Township in Pennsylvania, United States

Jones Township is a township in Elk County, Pennsylvania, United States. The population was 1,569 at the 2020 census, down from 1,624 in 2010. Bendigo State Park and part of Elk State Park are in Jones Township, on the East Branch of the Clarion River.

==History==
The Swedish Lutheran Parsonage at Wilcox was added to the National Register of Historic Places in 2005.

==Geography==
According to the United States Census Bureau, the township has a total area of 376.0 km2, of which 375.2 km2 is land and 5.0 sqkm, or 1.32%, is water.

Jones Township is bordered by McKean County to the north, Cameron County to the east, the city of St. Marys and Ridgway Township to the south and Highland Township to the west. The unincorporated communities of Wilcox, Dahoga, Lamont, Rasselas, Midmont, Streights, Tambine, Ketner, and Glen Hazel are located within Jones Township.

==Demographics==

As of the census of 2000, there were 1,721 people, 687 households, and 480 families residing in the township. The population density was 11.8 /mi2. There were 1,175 housing units at an average density of 8.1 /mi2. The racial makeup of the township was 99.54% White, 0.06% African American, 0.12% Native American, 0.12% from other races, and 0.17% from two or more races. Hispanic or Latino of any race were 0.29% of the population.

There were 687 households, out of which 29.3% had children under the age of 18 living with them, 60.6% were married couples living together, 5.2% had a female householder with no husband present, and 30.1% were non-families. 26.5% of all households were made up of individuals, and 11.9% had someone living alone who was 65 years of age or older. The average household size was 2.50 and the average family size was 3.07.

In the township the population was spread out, with 23.1% under the age of 18, 6.3% from 18 to 24, 27.8% from 25 to 44, 27.3% from 45 to 64, and 15.5% who were 65 years of age or older. The median age was 41 years. For every 100 females, there were 109.4 males. For every 100 females age 18 and over, there were 109.2 males.

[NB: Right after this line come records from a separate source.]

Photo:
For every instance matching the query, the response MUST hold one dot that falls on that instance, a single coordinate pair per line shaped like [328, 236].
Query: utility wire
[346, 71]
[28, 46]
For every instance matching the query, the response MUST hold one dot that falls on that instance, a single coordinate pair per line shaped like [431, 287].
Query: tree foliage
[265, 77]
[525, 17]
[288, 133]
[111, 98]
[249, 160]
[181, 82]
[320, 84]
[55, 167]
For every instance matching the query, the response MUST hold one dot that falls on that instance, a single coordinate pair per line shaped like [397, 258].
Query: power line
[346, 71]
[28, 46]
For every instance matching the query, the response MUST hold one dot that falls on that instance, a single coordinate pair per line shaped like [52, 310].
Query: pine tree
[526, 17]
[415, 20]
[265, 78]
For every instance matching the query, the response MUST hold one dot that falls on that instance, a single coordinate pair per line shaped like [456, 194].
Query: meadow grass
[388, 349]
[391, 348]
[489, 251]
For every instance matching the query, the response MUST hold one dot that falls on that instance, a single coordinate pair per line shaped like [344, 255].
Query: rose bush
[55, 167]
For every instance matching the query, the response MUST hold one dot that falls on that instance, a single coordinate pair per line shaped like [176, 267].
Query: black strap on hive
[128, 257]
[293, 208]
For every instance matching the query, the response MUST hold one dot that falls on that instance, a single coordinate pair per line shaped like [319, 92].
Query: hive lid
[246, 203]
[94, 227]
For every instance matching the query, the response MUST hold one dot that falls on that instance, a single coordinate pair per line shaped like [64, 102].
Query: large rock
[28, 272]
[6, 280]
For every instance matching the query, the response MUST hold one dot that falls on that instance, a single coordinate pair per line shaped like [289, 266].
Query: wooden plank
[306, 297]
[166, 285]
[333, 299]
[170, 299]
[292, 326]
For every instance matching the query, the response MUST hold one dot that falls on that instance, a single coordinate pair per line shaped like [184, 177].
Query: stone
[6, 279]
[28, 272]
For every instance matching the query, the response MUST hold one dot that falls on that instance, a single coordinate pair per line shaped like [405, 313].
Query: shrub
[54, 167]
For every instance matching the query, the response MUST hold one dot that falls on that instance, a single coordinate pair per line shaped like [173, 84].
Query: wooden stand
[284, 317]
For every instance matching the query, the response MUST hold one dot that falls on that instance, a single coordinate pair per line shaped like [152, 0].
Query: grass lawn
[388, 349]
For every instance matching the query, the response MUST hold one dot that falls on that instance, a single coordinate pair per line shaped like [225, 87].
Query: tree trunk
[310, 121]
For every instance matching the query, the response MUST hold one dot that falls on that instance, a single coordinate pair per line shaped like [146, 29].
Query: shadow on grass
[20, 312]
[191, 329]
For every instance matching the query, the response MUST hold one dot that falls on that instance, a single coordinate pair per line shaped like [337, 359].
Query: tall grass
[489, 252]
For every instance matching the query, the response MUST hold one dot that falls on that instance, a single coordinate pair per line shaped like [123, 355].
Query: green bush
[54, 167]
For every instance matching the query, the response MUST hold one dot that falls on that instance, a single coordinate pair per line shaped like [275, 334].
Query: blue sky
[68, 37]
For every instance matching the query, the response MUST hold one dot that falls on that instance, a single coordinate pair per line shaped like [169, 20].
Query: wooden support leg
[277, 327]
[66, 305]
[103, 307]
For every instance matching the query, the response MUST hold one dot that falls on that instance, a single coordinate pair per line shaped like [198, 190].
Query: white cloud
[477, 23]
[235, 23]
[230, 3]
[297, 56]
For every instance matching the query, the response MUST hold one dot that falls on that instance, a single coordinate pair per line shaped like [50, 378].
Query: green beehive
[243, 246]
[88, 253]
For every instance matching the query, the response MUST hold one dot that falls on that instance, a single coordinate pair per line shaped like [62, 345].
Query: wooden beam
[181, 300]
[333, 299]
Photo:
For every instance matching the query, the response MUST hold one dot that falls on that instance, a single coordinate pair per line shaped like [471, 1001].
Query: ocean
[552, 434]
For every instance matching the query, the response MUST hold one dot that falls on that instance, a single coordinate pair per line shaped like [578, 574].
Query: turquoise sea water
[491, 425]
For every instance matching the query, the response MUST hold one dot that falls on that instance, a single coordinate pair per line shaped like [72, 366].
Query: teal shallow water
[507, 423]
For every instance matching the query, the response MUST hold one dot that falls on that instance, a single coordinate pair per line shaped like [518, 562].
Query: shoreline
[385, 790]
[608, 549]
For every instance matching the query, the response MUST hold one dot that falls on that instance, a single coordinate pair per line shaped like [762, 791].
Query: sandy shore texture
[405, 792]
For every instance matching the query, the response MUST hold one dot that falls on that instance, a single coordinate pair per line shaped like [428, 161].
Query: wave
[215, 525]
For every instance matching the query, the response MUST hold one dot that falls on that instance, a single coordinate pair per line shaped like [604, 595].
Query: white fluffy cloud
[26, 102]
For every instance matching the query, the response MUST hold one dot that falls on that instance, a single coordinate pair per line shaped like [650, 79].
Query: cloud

The median income for a household in the township was $39,663, and the median income for a family was $48,077. Males had a median income of $37,353 versus $20,446 for females. The per capita income for the township was $18,479. About 2.5% of families and 4.9% of the population were below the poverty line, including 5.4% of those under age 18 and 6.7% of those age 65 or over.

Historical population
| Census | Pop. | Note | %± |
| 2000 | 1,721 |  | — |
| 2010 | 1,624 |  | −5.6% |
| 2020 | 1,569 |  | −3.4% |
| 2022 (est.) | 1,548 |  | −1.3% |
U.S. Decennial Census

==Education==
Most of Jones Township is in Johnsonburg Area School District while a portion in the northwest is in Kane Area School District.